Consider a contrived example of computing total household income for single or married
persons. I can think of two ways to encode this rule, but I don't like either of
them:
Style 1: one rule for each scenario
rule "household income, single"
when
$p1 : Person()
not Relation(person1 == $p1, type == "spouse")
then
insertLogical(new Income($p1.getIncome()));
end
rule "household income, married"
when
$p1 : Person()
Relation(person1 == $p1, type == "spouse", $p2: person2)
then
insertLogical(new Income($p1.getIncome() + $p2.getIncome()));
end
Style 2: a single rule with a collection
rule "household income "
when
$p1 : Person()
$rels : List() from collect(Relation($p1 == person1, type ==
"spouse"))
then
insertLogical(new Income($p1.getIncome() + ($rels.size() == 0 ? 0 :
$rels.get(0).getPerson2().getIncome()));
end
(please ignore the bug that the income may get inserted twice because people are spouses
of each other)
Style 1 is more verbose, but more straightforward: it's how I think of the problem
intuitively.

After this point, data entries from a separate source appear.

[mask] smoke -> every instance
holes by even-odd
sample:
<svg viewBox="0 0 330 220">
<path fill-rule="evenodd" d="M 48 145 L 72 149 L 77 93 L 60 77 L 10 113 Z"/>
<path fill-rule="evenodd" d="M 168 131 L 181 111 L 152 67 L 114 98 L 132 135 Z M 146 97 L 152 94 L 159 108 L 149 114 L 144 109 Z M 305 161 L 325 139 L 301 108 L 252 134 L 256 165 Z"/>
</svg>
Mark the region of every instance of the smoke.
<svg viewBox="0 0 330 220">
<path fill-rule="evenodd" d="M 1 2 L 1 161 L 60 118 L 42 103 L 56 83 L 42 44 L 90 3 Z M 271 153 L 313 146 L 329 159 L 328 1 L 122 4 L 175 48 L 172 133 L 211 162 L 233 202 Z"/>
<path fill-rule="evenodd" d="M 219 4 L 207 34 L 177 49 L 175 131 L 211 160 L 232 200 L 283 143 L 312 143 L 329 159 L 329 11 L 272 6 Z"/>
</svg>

Style 2 is much more compact, and is more maintainable if I need to add more
predicates or a more complicated RHS. But the idea of needing a List when I know there
will be exactly 0 or 1 related facts just seems wrong.
I've searched for some LHS syntax that assigns a variable without participating in
boolean evaluation, but I've failed to find anything.